Et pour les autres, car gratuit, il reste le Israel Hayom, le journal des amis du Premier ministre. J’imagine que, quand son épouse, la gentille Sarah, ses ministres, en particulier l’ami Aryé, économiste de renom, son meilleur ennemi, Mahmoud, et les dirigeants du monde l’embêtent, Bibi plonge dans la lecture de ces quelques feuilles écrites toutes à sa gloire pour retrouver le sourire.

Mais si les médias israéliens sont doués pour le pire, ils peuvent aussi proposer le meilleur. Ainsi le programme de « l’Ecole de Musique » (Bet Sefer Lamusica). Un animateur adorable, (originaire de la « périphérie » !), quatre profs sympas et des enfants qui chantent et vous arrachent les larmes des yeux. Un programme sans prétention alors qu’il pourrait en avoir. Car  les acteurs, les enfants, notre avenir sur cette terre, chantent presque exclusivement des chansons du répertoire israélien, tous ensemble, sans distinction entre religieux et laïcs, juifs et arabes, séfarades et ashkénazes.

Une école de tolérance, un refuge d’espoir, pendant que, à moins de cent kilomètres de là, à Hébron, d’autres caméras filment les palestiniens enterrant d’autres enfants, les armes à la main, la rage au ventre, la vengeance aux lèvres et la promesse de faire de leurs descendants notre prochain cauchemar.

Je ne suis pas naïf, et ne vis pas au pays des contes de fées. Et je sais, comme nous tous, que nos médias, accros aux recettes publicitaires, préfèreront presque toujours les conflits aux réconciliations, l’exagération à la stricte mesure des faits, les drames à l’espoir.

Comment nous étonner alors de l’image véhiculé par les médias étrangers sur Israël ?

Notre état permet tous les abus, au nom de la liberté de presse qui se transforme en dictature de la pensée. La démocratie ne consiste pas à permettre à des journalistes israéliens ou étrangers, dont l’intégrité s’amincit extraordinairement à l’idée d’une exclusivité, de s’affranchir des lois.

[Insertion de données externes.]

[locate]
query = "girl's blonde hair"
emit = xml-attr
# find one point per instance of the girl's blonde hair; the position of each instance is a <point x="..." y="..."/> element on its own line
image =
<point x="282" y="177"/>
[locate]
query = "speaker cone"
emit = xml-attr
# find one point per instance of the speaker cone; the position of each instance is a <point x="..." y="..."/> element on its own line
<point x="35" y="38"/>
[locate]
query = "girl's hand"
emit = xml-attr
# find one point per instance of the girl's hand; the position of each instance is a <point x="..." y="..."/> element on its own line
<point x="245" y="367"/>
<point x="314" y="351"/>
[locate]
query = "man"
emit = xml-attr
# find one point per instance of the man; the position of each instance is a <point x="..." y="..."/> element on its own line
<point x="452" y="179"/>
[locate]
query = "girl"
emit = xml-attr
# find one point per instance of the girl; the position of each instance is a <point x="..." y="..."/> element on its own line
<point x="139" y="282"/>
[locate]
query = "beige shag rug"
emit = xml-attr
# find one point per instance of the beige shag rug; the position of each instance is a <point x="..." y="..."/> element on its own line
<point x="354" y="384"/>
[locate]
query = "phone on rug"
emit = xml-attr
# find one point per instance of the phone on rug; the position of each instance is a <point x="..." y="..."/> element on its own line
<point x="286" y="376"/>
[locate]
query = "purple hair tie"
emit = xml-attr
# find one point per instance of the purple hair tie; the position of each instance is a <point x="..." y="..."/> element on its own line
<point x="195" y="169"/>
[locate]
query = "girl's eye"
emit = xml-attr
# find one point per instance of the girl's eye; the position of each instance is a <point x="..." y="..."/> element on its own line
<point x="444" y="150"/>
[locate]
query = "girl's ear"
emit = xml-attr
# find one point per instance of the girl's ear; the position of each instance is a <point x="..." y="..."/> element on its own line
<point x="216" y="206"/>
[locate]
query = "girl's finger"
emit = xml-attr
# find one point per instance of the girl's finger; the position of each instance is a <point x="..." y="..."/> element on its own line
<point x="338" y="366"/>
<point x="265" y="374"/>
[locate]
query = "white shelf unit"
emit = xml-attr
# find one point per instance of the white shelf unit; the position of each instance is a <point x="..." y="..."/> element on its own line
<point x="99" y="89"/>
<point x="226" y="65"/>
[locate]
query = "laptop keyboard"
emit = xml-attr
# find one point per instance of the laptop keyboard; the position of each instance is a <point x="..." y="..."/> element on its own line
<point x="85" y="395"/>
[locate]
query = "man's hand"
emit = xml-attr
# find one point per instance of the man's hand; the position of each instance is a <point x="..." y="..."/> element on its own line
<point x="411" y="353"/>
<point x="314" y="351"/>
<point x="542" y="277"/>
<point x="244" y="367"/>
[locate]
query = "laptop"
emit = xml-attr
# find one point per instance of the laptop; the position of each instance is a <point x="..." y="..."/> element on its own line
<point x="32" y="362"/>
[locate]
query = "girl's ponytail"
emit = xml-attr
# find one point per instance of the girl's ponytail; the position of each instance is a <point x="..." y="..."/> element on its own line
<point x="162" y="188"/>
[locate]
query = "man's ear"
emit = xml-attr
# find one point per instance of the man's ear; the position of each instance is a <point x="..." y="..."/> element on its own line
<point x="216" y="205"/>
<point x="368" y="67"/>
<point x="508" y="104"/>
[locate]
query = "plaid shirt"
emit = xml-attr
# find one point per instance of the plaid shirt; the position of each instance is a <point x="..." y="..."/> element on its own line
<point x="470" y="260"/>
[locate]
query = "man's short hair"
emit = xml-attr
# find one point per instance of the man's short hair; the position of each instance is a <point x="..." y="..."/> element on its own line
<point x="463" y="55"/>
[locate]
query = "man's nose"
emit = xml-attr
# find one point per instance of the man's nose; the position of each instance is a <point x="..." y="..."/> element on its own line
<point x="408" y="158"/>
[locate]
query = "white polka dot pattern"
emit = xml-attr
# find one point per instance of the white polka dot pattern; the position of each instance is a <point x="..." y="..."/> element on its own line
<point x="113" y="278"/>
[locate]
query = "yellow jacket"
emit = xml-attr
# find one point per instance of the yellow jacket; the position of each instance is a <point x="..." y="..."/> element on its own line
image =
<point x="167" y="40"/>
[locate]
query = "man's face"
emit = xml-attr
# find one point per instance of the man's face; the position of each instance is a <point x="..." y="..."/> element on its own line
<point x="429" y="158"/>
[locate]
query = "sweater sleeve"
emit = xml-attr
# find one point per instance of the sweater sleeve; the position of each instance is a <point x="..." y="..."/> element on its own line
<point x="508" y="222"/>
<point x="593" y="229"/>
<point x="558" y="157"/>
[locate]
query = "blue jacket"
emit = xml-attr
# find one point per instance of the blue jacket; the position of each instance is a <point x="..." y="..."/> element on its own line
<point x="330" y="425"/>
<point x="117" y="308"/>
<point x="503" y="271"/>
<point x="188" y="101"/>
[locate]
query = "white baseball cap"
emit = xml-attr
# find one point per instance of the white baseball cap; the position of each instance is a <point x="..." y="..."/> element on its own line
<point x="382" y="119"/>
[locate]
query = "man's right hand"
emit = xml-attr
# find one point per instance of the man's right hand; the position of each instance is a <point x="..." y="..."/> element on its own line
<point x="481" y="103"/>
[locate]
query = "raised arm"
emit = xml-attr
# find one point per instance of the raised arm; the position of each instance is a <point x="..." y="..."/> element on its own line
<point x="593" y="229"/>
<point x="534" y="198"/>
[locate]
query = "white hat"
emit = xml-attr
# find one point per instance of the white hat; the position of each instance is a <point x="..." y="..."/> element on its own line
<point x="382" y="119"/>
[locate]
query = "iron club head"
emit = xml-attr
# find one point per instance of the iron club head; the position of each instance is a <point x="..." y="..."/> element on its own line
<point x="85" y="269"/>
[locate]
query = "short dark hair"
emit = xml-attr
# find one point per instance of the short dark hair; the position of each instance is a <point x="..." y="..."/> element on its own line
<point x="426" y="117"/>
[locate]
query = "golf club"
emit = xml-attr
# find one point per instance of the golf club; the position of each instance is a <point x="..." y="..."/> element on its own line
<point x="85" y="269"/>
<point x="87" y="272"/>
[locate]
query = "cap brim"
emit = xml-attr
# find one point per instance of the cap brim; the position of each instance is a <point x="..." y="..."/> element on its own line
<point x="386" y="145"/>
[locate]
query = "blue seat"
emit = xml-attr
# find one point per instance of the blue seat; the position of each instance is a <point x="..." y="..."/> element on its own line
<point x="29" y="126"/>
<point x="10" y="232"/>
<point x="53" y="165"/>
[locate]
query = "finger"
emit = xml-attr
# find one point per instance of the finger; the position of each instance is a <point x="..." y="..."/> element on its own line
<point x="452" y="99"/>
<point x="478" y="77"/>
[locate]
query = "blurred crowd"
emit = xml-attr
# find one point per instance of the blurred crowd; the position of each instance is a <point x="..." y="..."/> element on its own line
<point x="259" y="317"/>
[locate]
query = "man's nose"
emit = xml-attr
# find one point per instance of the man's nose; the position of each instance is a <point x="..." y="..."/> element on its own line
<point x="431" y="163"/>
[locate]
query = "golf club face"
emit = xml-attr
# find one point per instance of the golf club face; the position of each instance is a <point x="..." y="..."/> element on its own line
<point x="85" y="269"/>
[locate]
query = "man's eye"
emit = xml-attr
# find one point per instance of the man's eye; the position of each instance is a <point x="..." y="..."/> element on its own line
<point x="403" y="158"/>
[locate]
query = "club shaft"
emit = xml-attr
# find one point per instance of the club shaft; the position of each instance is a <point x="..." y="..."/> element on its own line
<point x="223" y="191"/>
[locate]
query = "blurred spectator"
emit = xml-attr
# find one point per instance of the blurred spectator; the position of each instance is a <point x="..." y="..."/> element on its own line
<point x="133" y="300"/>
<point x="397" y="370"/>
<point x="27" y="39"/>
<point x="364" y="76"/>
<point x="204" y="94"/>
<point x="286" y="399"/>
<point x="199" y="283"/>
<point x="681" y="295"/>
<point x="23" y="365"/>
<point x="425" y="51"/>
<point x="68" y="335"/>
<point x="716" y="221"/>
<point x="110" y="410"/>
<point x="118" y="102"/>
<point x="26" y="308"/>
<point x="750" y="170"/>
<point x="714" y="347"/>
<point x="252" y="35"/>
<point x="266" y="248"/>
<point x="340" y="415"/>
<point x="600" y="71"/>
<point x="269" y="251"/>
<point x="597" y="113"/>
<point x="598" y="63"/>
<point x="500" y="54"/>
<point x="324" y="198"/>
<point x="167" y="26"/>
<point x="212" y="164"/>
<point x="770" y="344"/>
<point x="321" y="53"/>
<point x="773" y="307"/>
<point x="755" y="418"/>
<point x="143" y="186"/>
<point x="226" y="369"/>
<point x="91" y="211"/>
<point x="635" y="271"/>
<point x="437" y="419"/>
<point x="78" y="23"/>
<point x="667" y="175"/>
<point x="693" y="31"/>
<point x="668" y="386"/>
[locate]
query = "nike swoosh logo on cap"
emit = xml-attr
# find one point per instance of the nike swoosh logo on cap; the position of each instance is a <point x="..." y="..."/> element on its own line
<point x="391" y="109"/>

Tous les journalistes doivent être contraints, bien avant leurs règles déontologiques, aux règles de droits mais aussi de devoirs de tout citoyen. Et pour celui qui y contrevient par la falsification de la réalité, la diffusion de faux témoignages, voire l’absence de dénonciation de faits délictueux ou susceptibles de mettre en danger la vie d’autrui, la justice doit pouvoir sanctionner et punir à mesure de la gravité des faits reprochés.

Le retrait d’accréditation d’un journaliste étranger est une mesure simple à mettre en oeuvre et les sanctions de diffusion à l’encontre des chaines israéliennes toutes autant.

A ceux qui imagineraient que de telles décisions, nuiraient à la liberté d’expression ou à l’image  d’Israël dans le monde, je répondrais simplement que  les trois quarts des programmes des chaines israéliennes sont en fait des émissions de télé-réalité dont les protagonistes se foutent de tout à condition d’avoir leur heure de gloire, et que notre couverture médiatique internationale ne pouvant plus empirer, elle ne pourrait que s’améliorer. Et je fais le pari qu’elle le serait…très vite.